Color palettes[edit | edit source]
There are 6 color palettes defined in Undertale Yellow:
Palette index | Location | Characters | Indexed by channel |
---|---|---|---|
0 | Snowdin | Clover and Mail Whale | Green (1) |
1 | Dunes caves | Clover and Mail Whale | Green (1) |
2 | Steamworks | Clover and Mail Whale | Green (1) |
3 | Steamworks | Ceroba | Red (0) |
4 | Dunes caves | Martlet | Red (0) |
5 | Steamworks | Mo | Red (0) |
These colors palettes are visible as lines horizontal rows in the sprite spr_final_palette
. You can see which objects are using which palette index and are indexed by what channel by searching for palette_index =
and scr_load_palette_shader(
, respectively.
Algorithm[edit | edit source]
The shader takes as input two arguments:
palette_index
: Palette to use (corresponds to Palette index in the table above)color_vect
: Color channel to index (corresponds to Indexed by channel in the table above)
This is what the shader does using these arguments as input:
- takes a pixel from the sprite being shaded
- selects one of the channels from that pixel (red, green or blue channel)
- picks a row from the
spr_final_palette
sprite based onpalette_index
- picks a column from the
spr_final_palette
sprite based on the previously selected channel from the current pixel - replaces the current pixel with the pixel in the picked row and column of the
spr_final_palette
sprite.
Example[edit | edit source]
To illustrate this better, you can open in an image editor a regular sprite of Clover (spr_pl_down_0
), next to it a screenshot of Clover inside Snowdin, and finally the spr_final_palette
sprite. In this case, you are looking at the first row of the table above as a reference, because your location is Snowdin and your character is Clover. This is what you'll see:
- We take a pixel from the top of Clover's hat. It has the value of (61, 18, 14) (the red channel is 61, green is 18, and blue is 14, on a scale from 0 to 255).
- We select the green channel because during Clover's shading the value of
color_vect
is 1 (you can see this by searching forscr_load_palette_shader
and see what argument it is invoked with in the object you want to shade). The value we have is 18. - We pick the 1st row of the sprite, because
palette_index
is set to 0. - We pick the 19th column of the sprite, because the value we previously picked was 18. Basically, we just picked a pixel at (0, 18).
- This pixel has a value of (51, 51, 82). If you take a look at the corresponding pixel on the Snowdin screenshot of Clover's sprite, you will see that it also has a pixel value of (51, 51, 82). Hooray!
So, how can I fix my sprites being red?[edit | edit source]
Your first option is to just disable the shader if you don't find it useful. Look for shader_on
in the code, and set it to 0 on specific objects whose sprites you changed. You'll have to either live with your sprites not having a matching palette in some areas, or implement a different mechanism for changing sprites in different areas.

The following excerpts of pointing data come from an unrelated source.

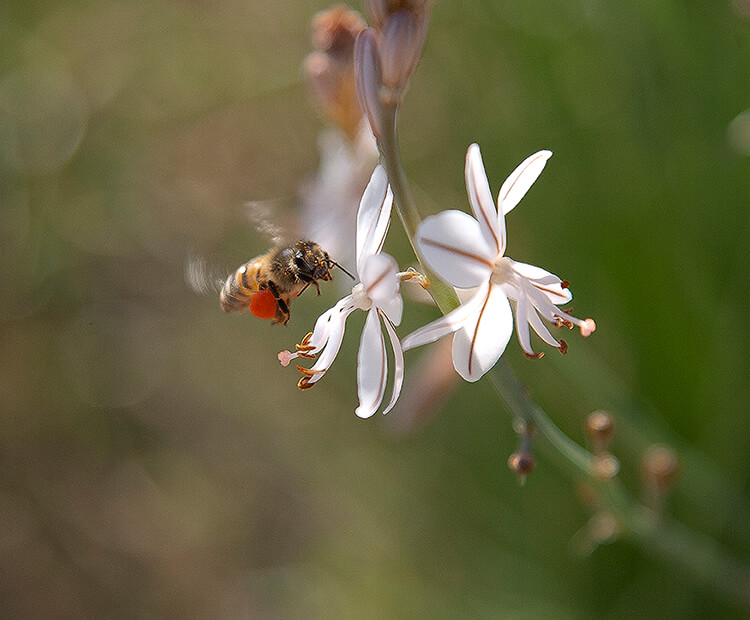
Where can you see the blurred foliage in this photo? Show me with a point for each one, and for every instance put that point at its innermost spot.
(157, 462)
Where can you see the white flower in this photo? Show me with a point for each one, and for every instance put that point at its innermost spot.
(468, 252)
(378, 294)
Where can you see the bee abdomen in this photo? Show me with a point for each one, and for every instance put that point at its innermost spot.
(238, 288)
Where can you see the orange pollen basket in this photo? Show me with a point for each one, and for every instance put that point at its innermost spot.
(263, 304)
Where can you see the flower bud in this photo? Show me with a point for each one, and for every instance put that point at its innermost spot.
(401, 45)
(329, 70)
(523, 463)
(368, 78)
(600, 428)
(659, 468)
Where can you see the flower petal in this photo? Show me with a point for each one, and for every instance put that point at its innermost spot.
(372, 367)
(547, 283)
(452, 244)
(380, 279)
(373, 216)
(520, 180)
(333, 331)
(445, 325)
(398, 365)
(522, 324)
(480, 197)
(481, 341)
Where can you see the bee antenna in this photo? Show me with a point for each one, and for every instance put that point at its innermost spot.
(335, 264)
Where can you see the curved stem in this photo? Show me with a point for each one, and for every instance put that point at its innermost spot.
(443, 295)
(666, 538)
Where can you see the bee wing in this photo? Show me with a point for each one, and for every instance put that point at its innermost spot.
(272, 220)
(201, 277)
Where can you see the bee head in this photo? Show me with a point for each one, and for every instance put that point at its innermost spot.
(312, 261)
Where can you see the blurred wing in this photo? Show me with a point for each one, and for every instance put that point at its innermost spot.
(202, 278)
(272, 219)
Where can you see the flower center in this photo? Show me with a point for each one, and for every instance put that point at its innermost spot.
(360, 298)
(502, 271)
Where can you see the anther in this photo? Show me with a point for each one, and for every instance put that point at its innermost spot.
(285, 357)
(587, 328)
(304, 383)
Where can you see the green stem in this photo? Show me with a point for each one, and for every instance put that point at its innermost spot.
(443, 295)
(666, 538)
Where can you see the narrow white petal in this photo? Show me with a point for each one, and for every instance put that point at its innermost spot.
(541, 329)
(335, 335)
(322, 329)
(372, 367)
(480, 198)
(379, 277)
(522, 324)
(398, 365)
(481, 341)
(445, 324)
(452, 244)
(393, 309)
(547, 283)
(520, 180)
(373, 216)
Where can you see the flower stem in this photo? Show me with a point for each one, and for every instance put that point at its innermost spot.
(443, 295)
(666, 538)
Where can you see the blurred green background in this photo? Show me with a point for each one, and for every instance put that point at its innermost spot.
(156, 461)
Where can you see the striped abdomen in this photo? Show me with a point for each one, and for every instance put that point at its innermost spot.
(239, 287)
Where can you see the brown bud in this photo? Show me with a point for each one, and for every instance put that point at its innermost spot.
(660, 467)
(523, 463)
(401, 46)
(329, 70)
(600, 428)
(367, 71)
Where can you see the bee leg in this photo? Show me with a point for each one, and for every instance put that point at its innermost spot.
(282, 308)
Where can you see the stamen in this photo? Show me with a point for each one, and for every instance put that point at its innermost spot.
(412, 275)
(304, 383)
(307, 371)
(587, 328)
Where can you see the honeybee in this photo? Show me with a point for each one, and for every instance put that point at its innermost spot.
(266, 284)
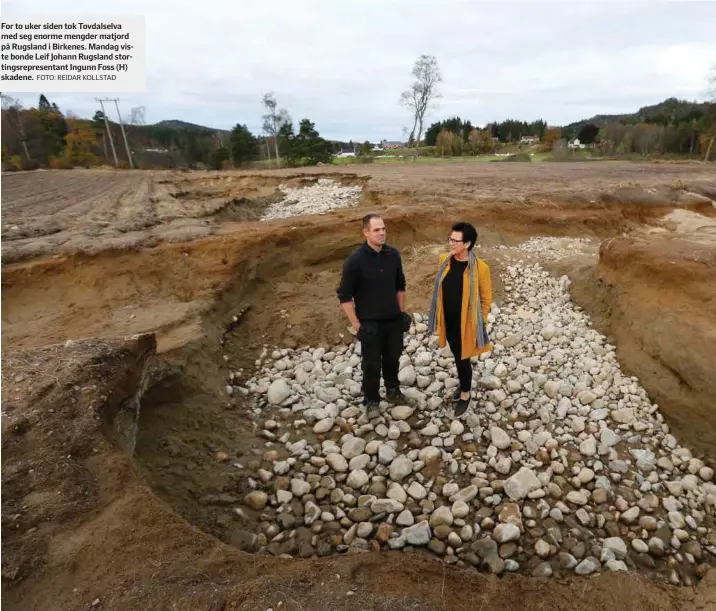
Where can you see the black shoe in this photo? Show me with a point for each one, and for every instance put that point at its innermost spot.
(460, 408)
(372, 408)
(396, 396)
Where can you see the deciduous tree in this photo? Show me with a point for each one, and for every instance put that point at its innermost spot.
(443, 144)
(243, 144)
(422, 94)
(273, 120)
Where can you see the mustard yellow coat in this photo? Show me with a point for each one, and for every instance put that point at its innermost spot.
(483, 287)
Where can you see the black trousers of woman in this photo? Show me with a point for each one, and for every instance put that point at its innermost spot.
(454, 338)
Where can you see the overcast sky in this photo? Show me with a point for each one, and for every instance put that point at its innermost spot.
(343, 64)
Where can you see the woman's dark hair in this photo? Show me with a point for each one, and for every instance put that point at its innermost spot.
(469, 233)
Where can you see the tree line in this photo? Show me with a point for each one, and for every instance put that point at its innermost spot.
(45, 137)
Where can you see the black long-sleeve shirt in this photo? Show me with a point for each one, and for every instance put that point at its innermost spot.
(372, 280)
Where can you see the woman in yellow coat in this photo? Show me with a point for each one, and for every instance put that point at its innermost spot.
(461, 300)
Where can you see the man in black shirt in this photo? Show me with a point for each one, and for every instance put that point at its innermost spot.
(372, 294)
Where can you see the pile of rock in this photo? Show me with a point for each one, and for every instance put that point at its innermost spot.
(564, 465)
(324, 196)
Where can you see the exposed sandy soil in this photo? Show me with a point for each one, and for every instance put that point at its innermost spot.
(91, 211)
(82, 520)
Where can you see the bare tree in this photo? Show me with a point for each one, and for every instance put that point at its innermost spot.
(712, 95)
(13, 111)
(274, 120)
(422, 94)
(136, 116)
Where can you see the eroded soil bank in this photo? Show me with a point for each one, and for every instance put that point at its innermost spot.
(63, 439)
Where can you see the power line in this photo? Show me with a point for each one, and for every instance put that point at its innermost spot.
(121, 126)
(109, 132)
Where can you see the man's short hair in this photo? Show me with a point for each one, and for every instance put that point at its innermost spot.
(469, 233)
(368, 218)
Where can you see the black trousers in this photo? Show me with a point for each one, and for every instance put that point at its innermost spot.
(381, 347)
(453, 331)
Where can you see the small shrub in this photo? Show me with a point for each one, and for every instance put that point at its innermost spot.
(14, 163)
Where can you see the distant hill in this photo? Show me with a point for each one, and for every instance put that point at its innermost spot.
(671, 111)
(184, 125)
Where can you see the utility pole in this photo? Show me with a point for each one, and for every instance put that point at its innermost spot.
(121, 126)
(124, 135)
(109, 133)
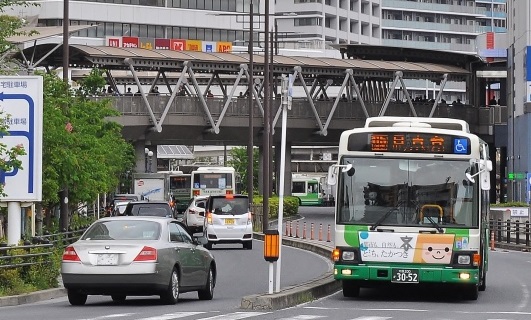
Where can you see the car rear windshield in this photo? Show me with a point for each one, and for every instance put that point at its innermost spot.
(123, 230)
(227, 206)
(151, 209)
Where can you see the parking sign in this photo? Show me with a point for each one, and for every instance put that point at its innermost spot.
(21, 103)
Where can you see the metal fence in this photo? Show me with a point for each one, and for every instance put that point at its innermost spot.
(511, 232)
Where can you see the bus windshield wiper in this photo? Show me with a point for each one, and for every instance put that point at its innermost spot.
(379, 221)
(435, 224)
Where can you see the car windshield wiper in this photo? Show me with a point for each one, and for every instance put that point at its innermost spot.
(379, 221)
(435, 224)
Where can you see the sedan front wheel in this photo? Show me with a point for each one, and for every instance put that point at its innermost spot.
(171, 294)
(76, 299)
(207, 293)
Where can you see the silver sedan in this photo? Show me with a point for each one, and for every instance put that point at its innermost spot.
(121, 256)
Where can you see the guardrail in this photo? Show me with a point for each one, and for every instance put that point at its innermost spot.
(36, 251)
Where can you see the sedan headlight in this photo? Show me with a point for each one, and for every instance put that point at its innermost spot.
(348, 256)
(463, 259)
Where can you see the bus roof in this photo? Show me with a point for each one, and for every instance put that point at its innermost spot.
(422, 122)
(214, 169)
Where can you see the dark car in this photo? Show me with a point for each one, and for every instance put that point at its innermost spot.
(148, 208)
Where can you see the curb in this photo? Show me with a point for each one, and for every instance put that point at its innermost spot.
(32, 297)
(295, 295)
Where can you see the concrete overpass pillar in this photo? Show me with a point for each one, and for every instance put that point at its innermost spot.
(287, 170)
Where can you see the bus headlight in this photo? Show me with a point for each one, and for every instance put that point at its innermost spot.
(463, 259)
(348, 256)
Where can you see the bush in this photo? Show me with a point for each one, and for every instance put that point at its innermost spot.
(41, 275)
(291, 205)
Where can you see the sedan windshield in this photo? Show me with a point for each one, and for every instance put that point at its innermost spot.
(402, 192)
(123, 230)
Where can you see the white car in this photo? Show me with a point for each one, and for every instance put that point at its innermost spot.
(228, 220)
(194, 215)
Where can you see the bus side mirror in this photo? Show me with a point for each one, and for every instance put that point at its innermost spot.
(332, 172)
(332, 176)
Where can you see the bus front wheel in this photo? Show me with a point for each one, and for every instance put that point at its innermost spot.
(471, 292)
(350, 289)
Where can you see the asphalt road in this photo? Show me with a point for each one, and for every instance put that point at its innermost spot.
(507, 296)
(241, 273)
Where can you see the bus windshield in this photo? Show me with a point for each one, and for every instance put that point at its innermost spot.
(408, 192)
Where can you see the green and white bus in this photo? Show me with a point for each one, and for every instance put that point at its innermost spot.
(307, 188)
(412, 205)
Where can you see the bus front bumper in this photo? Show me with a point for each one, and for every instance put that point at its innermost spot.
(424, 274)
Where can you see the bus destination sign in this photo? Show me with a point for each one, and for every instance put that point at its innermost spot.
(413, 142)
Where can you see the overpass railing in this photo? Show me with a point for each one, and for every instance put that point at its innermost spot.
(349, 110)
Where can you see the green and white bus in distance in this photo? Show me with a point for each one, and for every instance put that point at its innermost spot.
(307, 188)
(180, 185)
(412, 205)
(210, 181)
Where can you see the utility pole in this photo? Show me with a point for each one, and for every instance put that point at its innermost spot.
(267, 124)
(63, 195)
(250, 145)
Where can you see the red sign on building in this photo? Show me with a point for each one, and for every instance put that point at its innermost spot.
(163, 44)
(130, 42)
(177, 44)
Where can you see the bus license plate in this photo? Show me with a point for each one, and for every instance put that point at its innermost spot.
(405, 275)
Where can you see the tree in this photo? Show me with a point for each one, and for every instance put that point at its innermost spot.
(82, 151)
(239, 161)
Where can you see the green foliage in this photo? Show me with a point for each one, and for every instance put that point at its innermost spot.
(510, 204)
(291, 205)
(90, 157)
(240, 161)
(41, 274)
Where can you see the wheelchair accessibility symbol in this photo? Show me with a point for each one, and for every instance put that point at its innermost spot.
(460, 146)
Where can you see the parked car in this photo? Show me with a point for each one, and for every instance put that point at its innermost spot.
(194, 215)
(148, 208)
(137, 256)
(119, 208)
(228, 220)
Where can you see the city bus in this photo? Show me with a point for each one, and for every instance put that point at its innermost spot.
(180, 186)
(412, 203)
(214, 181)
(307, 188)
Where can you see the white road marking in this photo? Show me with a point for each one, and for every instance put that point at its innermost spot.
(525, 298)
(235, 316)
(110, 316)
(302, 317)
(170, 316)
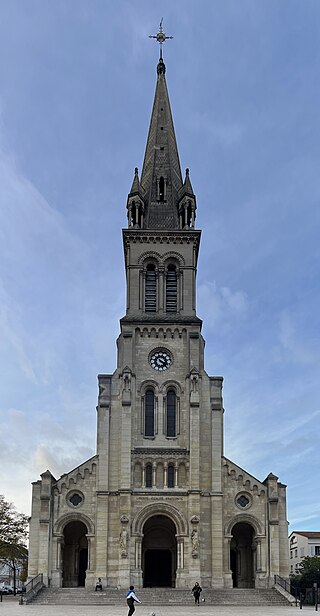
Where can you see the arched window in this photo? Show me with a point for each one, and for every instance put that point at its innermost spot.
(150, 300)
(149, 476)
(149, 413)
(171, 289)
(170, 476)
(171, 412)
(161, 189)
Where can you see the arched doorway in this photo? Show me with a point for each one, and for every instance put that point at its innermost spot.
(159, 552)
(241, 555)
(75, 554)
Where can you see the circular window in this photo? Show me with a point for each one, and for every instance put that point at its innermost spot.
(243, 500)
(75, 499)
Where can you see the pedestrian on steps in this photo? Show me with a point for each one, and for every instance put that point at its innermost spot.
(196, 593)
(131, 598)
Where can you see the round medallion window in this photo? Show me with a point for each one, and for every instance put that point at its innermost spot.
(160, 359)
(243, 500)
(75, 499)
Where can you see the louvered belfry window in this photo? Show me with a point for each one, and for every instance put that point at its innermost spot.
(151, 289)
(171, 412)
(170, 476)
(149, 476)
(171, 289)
(149, 413)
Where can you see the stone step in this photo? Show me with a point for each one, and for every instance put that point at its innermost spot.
(160, 596)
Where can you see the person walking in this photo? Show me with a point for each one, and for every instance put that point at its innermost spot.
(131, 598)
(196, 593)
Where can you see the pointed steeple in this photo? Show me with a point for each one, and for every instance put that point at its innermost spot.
(161, 177)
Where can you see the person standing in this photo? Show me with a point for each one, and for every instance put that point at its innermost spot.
(131, 598)
(196, 593)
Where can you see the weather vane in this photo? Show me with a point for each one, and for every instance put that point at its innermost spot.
(161, 37)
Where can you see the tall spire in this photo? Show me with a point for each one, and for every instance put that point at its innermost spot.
(161, 176)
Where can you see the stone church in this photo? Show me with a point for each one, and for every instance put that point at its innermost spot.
(159, 504)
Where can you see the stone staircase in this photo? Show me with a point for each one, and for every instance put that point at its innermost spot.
(160, 596)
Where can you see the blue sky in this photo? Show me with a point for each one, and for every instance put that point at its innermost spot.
(76, 90)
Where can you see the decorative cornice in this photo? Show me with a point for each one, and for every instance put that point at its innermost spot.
(161, 237)
(159, 451)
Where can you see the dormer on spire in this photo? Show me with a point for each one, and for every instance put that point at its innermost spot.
(187, 204)
(135, 203)
(161, 67)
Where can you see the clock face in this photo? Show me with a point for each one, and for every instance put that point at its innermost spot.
(160, 360)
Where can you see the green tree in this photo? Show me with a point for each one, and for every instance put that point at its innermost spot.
(13, 536)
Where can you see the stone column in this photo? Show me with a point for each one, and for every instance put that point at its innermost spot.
(161, 289)
(176, 474)
(227, 573)
(166, 475)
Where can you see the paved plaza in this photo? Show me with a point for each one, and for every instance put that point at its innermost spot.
(12, 608)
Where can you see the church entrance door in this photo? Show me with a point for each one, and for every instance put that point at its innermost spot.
(75, 554)
(241, 555)
(159, 552)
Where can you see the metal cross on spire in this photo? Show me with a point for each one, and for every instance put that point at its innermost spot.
(161, 37)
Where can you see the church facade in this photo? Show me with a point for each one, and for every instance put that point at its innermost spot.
(159, 504)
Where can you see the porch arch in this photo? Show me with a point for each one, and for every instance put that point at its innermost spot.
(246, 518)
(73, 517)
(153, 509)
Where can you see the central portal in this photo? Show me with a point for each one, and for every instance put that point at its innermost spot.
(159, 552)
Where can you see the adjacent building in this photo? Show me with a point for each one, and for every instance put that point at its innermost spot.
(301, 544)
(159, 504)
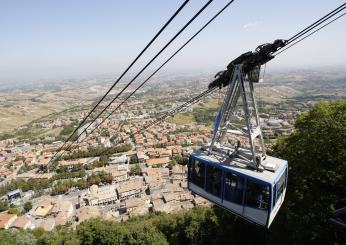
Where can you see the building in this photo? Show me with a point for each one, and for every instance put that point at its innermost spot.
(130, 189)
(136, 206)
(119, 159)
(22, 222)
(157, 162)
(178, 173)
(62, 211)
(47, 224)
(44, 208)
(104, 195)
(6, 220)
(14, 197)
(87, 212)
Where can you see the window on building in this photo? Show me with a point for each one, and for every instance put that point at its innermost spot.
(257, 195)
(213, 181)
(234, 188)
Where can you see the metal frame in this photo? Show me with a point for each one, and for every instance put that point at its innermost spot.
(241, 85)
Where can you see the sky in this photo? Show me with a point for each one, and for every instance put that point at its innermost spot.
(49, 40)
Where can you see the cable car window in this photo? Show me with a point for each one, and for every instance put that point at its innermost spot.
(234, 188)
(213, 181)
(280, 185)
(197, 173)
(257, 195)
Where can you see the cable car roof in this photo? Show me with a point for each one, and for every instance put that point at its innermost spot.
(225, 163)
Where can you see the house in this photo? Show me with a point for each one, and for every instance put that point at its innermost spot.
(136, 206)
(87, 212)
(6, 220)
(141, 156)
(15, 197)
(62, 211)
(178, 173)
(22, 222)
(104, 195)
(162, 173)
(157, 162)
(118, 159)
(47, 224)
(44, 208)
(130, 189)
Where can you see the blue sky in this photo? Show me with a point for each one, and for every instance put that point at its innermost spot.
(43, 40)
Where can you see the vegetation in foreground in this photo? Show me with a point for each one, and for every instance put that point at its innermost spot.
(317, 157)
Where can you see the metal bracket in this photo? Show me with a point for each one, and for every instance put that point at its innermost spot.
(240, 85)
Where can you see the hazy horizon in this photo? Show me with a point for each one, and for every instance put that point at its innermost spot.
(52, 41)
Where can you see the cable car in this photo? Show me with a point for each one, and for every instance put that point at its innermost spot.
(255, 196)
(240, 177)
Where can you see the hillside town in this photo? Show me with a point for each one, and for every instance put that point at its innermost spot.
(115, 170)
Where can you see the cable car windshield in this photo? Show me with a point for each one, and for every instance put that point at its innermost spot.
(234, 187)
(197, 173)
(257, 195)
(279, 187)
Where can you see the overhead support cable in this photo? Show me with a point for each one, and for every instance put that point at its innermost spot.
(158, 69)
(126, 70)
(141, 71)
(316, 23)
(298, 41)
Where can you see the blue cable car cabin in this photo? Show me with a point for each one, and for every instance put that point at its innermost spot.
(252, 195)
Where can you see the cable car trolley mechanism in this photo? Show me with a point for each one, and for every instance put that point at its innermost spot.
(241, 178)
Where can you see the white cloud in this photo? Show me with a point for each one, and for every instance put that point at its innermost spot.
(251, 24)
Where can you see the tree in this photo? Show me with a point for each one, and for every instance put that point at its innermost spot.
(3, 205)
(316, 153)
(27, 206)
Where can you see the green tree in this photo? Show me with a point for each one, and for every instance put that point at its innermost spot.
(3, 205)
(27, 206)
(316, 153)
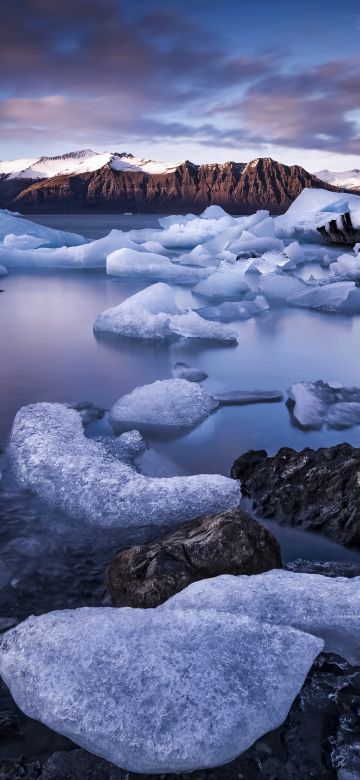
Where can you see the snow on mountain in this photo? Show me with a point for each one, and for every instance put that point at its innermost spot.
(82, 161)
(346, 179)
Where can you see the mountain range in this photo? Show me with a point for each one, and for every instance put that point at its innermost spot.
(106, 181)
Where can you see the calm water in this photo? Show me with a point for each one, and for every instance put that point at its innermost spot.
(49, 352)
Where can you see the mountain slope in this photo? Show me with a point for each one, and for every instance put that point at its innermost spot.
(239, 188)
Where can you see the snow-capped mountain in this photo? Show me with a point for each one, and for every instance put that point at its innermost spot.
(347, 180)
(83, 161)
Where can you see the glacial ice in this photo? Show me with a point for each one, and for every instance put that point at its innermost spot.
(312, 209)
(224, 284)
(192, 326)
(90, 255)
(231, 311)
(52, 457)
(17, 225)
(314, 404)
(155, 690)
(130, 263)
(326, 607)
(145, 315)
(181, 370)
(165, 407)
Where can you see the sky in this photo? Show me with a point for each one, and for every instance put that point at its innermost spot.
(205, 80)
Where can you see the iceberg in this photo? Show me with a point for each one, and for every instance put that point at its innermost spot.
(325, 607)
(156, 691)
(89, 255)
(12, 223)
(52, 457)
(314, 404)
(222, 284)
(192, 326)
(183, 371)
(166, 407)
(145, 315)
(131, 263)
(231, 311)
(312, 209)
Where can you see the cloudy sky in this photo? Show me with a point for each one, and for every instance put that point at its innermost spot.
(208, 80)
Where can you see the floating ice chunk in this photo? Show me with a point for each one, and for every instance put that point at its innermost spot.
(153, 246)
(10, 222)
(325, 607)
(147, 265)
(198, 256)
(145, 315)
(26, 241)
(312, 209)
(347, 266)
(183, 371)
(166, 407)
(231, 311)
(225, 284)
(90, 255)
(332, 296)
(277, 287)
(155, 690)
(191, 325)
(314, 404)
(250, 243)
(53, 458)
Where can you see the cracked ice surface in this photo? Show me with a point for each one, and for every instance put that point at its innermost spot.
(53, 458)
(154, 690)
(165, 407)
(325, 607)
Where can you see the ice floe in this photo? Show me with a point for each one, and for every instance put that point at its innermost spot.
(145, 315)
(325, 607)
(165, 407)
(156, 690)
(314, 404)
(52, 457)
(131, 263)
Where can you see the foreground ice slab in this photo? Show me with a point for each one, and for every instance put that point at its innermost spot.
(15, 224)
(325, 607)
(166, 407)
(192, 326)
(314, 404)
(156, 691)
(90, 255)
(53, 458)
(130, 263)
(145, 315)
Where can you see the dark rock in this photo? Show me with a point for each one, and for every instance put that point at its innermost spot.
(318, 490)
(237, 187)
(326, 568)
(228, 543)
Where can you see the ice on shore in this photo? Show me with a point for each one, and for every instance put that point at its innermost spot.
(192, 326)
(131, 263)
(145, 315)
(314, 404)
(231, 311)
(156, 691)
(183, 371)
(52, 457)
(224, 284)
(11, 223)
(326, 607)
(165, 407)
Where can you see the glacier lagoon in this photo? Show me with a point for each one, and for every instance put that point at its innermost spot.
(49, 352)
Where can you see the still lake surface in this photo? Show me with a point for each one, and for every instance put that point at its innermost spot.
(49, 352)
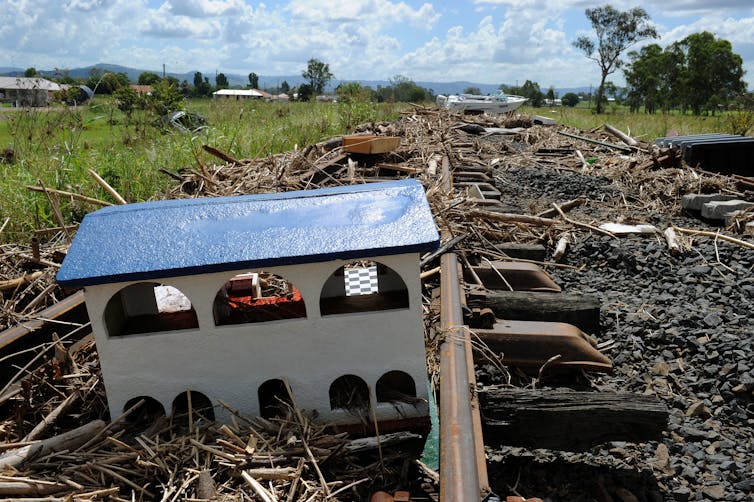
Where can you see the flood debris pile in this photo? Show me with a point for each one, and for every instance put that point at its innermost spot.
(674, 302)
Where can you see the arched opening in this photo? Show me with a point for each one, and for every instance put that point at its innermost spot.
(274, 400)
(395, 386)
(349, 392)
(195, 403)
(150, 410)
(363, 286)
(148, 307)
(257, 297)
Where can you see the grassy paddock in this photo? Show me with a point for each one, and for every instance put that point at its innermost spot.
(643, 126)
(59, 145)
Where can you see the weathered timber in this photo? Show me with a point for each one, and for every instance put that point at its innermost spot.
(15, 341)
(523, 251)
(531, 344)
(583, 311)
(621, 135)
(569, 420)
(67, 441)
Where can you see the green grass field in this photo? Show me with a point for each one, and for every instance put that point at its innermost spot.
(57, 146)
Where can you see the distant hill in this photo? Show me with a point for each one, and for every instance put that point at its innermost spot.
(9, 71)
(271, 81)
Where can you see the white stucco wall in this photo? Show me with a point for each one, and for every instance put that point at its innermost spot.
(229, 363)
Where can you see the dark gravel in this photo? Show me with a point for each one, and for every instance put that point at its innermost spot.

Your second option is to follow the above algorithm to update the palette that's causing you issues. Basically, extract the colors you used in your sprite, pick the palette-swapped colors, then for each of the colors of your new sprite select the value of the channel that's being used for indexing the palette, and in that row and column of the palette sprite set the new color you want to be used. If you didn't use too many colors, this shouldn't take too long.